Implications of superannuation tax plans for SMSF members

Couple with piggy bank
There is much to consider ahead of proposed changes to the taxation of superannuation. | Photo: Courtney K (iStock)

Despite Federal Government plans to tax superannuation balances greater than $3 million not yet legislated, there are actions individuals can take before July 1.

McCullough Robertson Partner Hayley Mitchell said with Labor’s re-election it now seemed fairly settled that the previously proposed div 296 tax would be enacted in some form.

In the first of three features, Ms Mitchell, partner in Wills, Estates and Trusts at McCullough Robertson, has outlined the implications of proposed changes for self-managed superannuation fund (SMSF) members with high balances, and what can be done now to mitigate risk.

When will div 296 of the tax legislation take effect for superannuation balances?

This is currently unknown. However, a number of industry commentators are speculating that if legislation is passed it is likely to take effect from July 1, 2025 (even if the legislation is passed after this date, therefore passing with retrospective effect).
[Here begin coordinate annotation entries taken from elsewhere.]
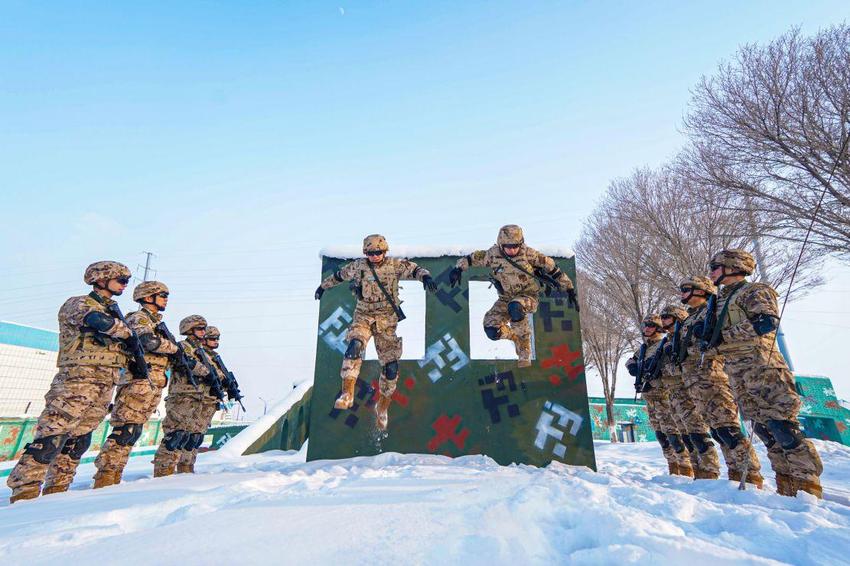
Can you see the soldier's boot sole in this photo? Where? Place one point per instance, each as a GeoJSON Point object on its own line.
{"type": "Point", "coordinates": [51, 489]}
{"type": "Point", "coordinates": [25, 493]}
{"type": "Point", "coordinates": [346, 398]}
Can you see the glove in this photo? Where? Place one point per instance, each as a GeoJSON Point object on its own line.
{"type": "Point", "coordinates": [428, 284]}
{"type": "Point", "coordinates": [572, 299]}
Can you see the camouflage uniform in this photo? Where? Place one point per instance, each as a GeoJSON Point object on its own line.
{"type": "Point", "coordinates": [186, 407]}
{"type": "Point", "coordinates": [518, 288]}
{"type": "Point", "coordinates": [374, 316]}
{"type": "Point", "coordinates": [745, 334]}
{"type": "Point", "coordinates": [136, 399]}
{"type": "Point", "coordinates": [694, 430]}
{"type": "Point", "coordinates": [708, 386]}
{"type": "Point", "coordinates": [658, 406]}
{"type": "Point", "coordinates": [90, 363]}
{"type": "Point", "coordinates": [208, 409]}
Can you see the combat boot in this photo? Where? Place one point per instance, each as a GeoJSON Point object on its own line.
{"type": "Point", "coordinates": [21, 493]}
{"type": "Point", "coordinates": [105, 479]}
{"type": "Point", "coordinates": [185, 468]}
{"type": "Point", "coordinates": [51, 489]}
{"type": "Point", "coordinates": [346, 398]}
{"type": "Point", "coordinates": [387, 388]}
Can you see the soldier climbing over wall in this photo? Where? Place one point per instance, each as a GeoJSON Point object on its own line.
{"type": "Point", "coordinates": [519, 273]}
{"type": "Point", "coordinates": [375, 281]}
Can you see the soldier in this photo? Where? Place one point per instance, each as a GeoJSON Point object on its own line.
{"type": "Point", "coordinates": [208, 409]}
{"type": "Point", "coordinates": [708, 385]}
{"type": "Point", "coordinates": [136, 400]}
{"type": "Point", "coordinates": [95, 345]}
{"type": "Point", "coordinates": [695, 432]}
{"type": "Point", "coordinates": [642, 366]}
{"type": "Point", "coordinates": [747, 317]}
{"type": "Point", "coordinates": [517, 273]}
{"type": "Point", "coordinates": [375, 279]}
{"type": "Point", "coordinates": [185, 404]}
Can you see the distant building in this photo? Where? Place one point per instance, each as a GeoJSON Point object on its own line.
{"type": "Point", "coordinates": [27, 366]}
{"type": "Point", "coordinates": [822, 415]}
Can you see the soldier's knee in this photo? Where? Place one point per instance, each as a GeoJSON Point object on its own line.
{"type": "Point", "coordinates": [515, 311]}
{"type": "Point", "coordinates": [730, 436]}
{"type": "Point", "coordinates": [493, 332]}
{"type": "Point", "coordinates": [701, 441]}
{"type": "Point", "coordinates": [786, 433]}
{"type": "Point", "coordinates": [676, 443]}
{"type": "Point", "coordinates": [355, 347]}
{"type": "Point", "coordinates": [391, 370]}
{"type": "Point", "coordinates": [45, 449]}
{"type": "Point", "coordinates": [763, 432]}
{"type": "Point", "coordinates": [76, 446]}
{"type": "Point", "coordinates": [174, 439]}
{"type": "Point", "coordinates": [126, 435]}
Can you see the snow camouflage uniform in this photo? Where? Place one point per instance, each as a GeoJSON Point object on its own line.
{"type": "Point", "coordinates": [709, 387]}
{"type": "Point", "coordinates": [78, 399]}
{"type": "Point", "coordinates": [136, 399]}
{"type": "Point", "coordinates": [515, 287]}
{"type": "Point", "coordinates": [694, 430]}
{"type": "Point", "coordinates": [659, 409]}
{"type": "Point", "coordinates": [185, 406]}
{"type": "Point", "coordinates": [748, 315]}
{"type": "Point", "coordinates": [186, 464]}
{"type": "Point", "coordinates": [374, 316]}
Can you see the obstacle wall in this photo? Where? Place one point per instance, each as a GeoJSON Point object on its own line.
{"type": "Point", "coordinates": [448, 403]}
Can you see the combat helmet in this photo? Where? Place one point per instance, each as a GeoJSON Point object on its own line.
{"type": "Point", "coordinates": [101, 270]}
{"type": "Point", "coordinates": [740, 260]}
{"type": "Point", "coordinates": [510, 235]}
{"type": "Point", "coordinates": [191, 322]}
{"type": "Point", "coordinates": [148, 288]}
{"type": "Point", "coordinates": [675, 311]}
{"type": "Point", "coordinates": [375, 243]}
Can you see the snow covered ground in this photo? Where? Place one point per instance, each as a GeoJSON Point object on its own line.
{"type": "Point", "coordinates": [274, 508]}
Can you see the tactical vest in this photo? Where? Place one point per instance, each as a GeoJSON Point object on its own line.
{"type": "Point", "coordinates": [78, 348]}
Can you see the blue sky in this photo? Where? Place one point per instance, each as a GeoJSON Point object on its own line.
{"type": "Point", "coordinates": [236, 139]}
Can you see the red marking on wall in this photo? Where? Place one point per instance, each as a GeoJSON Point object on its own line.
{"type": "Point", "coordinates": [446, 430]}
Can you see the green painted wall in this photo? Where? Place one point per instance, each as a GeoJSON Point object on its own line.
{"type": "Point", "coordinates": [449, 404]}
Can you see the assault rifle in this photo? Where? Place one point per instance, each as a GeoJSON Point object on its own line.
{"type": "Point", "coordinates": [138, 366]}
{"type": "Point", "coordinates": [230, 382]}
{"type": "Point", "coordinates": [181, 361]}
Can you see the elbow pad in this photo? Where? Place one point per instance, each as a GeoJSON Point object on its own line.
{"type": "Point", "coordinates": [764, 323]}
{"type": "Point", "coordinates": [98, 321]}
Will I be taxed on unrealised capital gains in my SMSF?

The previous draft legislation did not get through the Senate last time it was introduced but the government has not changed the draft legislation since the election . However, with a new make-up of the House of Representatives and the Senate, it is not guaranteed that the legislation will be re-introduced or passed in its current form. There may well be some negotiating between the parties to key terms of the legislation before it is passed.

For now, this is what we know.

Who does div 296 superannuation tax apply to?

For members with balances over $3 million, an additional 15% tax will be applied to the value of their balance of over $3 million. It is this proposal that leads to taxation of unrealised gains and is discussed further below.

How will the superannuation balance be calculated?

The calculation of the total superannuation balance (TSB) will be done annually on a comparison with the previous year’s TSB. Consideration of whether valuations are required annually will therefore become critical.

Will my superannuation losses be refunded?

Losses will not be refunded, only carried forward to offset against future gains. There is no mechanism to adjust unrealised gains that unwind in later years. Gains are taxed, but losses are merely carried forward. If an asset increases in value for five years, and then drops dramatically in value and is liquidated for a loss (relative to its value at 1 July 2025), there is no mechanism to claw back the tax paid for the first five years despite the overall negative position.

Will the $3 million limit be indexed?

The $3 million limit is not intended to be indexed, which will greatly increase the number of payers in future years.

How can the div 296 tax be paid?

The tax can be paid from outside superannuation or the fund can pay it (similar to division 293).

What should I do before 1 July 2025?

Whether SMSF members should reduce their superannuation balance to avoid or reduce the impact of div 296 for the 2025/2026 year is the question everyone is asking. It is important not to panic.

This is the ultimately going to be a personal and commercial decision that should only be made after considering your personal circumstances.

Unfortunately, with the short timeframe and uncertainty as to the form of the legislation, SMSF members are left in a difficult position. Importantly though, any steps taken should be done with consideration of the following:

  • Critically, if you are considering reducing your member balance, you have to have met a condition of release.
  • Seek accounting and financial advice, and where possible some modelling around the outcomes depending on where your superannuation balance is sitting in the 2025/2026 year and compare this with the tax outcomes if assets/funds are removed from the superannuation system and taxed elsewhere.
  • Consider whether valuations should be obtained for the assets in the fund, it will be important to have accurate values of the assets and evidence to rely on if the fund is going to be impacted by div 296.
  • If you do decide to reduce your superannuation balance – how will this be achieved and what are the other things you need to think about (other tax and duty consequences and your estate planning)

As of May 2025, there are no taxes on unrealised gains within an SMSF but based on commentary from the Albanese government post election and the industry, it is likely the government will re-introduce legislation to give effect to the div 296 tax.

I’m seeing a lot of clients that are concerned about the impact of div 296, and the changing landscape of superannuation generally. But it is important that people remember that the advice available at the moment has a degree of speculation. As the legislation has not yet been re-introduced, we are only able to advise based on the previous draft legislation and speculate that it may commence July 1, 2025.

For now, it will be important for our clients to satisfy themselves that they have considered their own personal circumstances, the potential impacted by div 296 tax on their member balance versus the other considerations if they remove assets or funds from the superannuation system.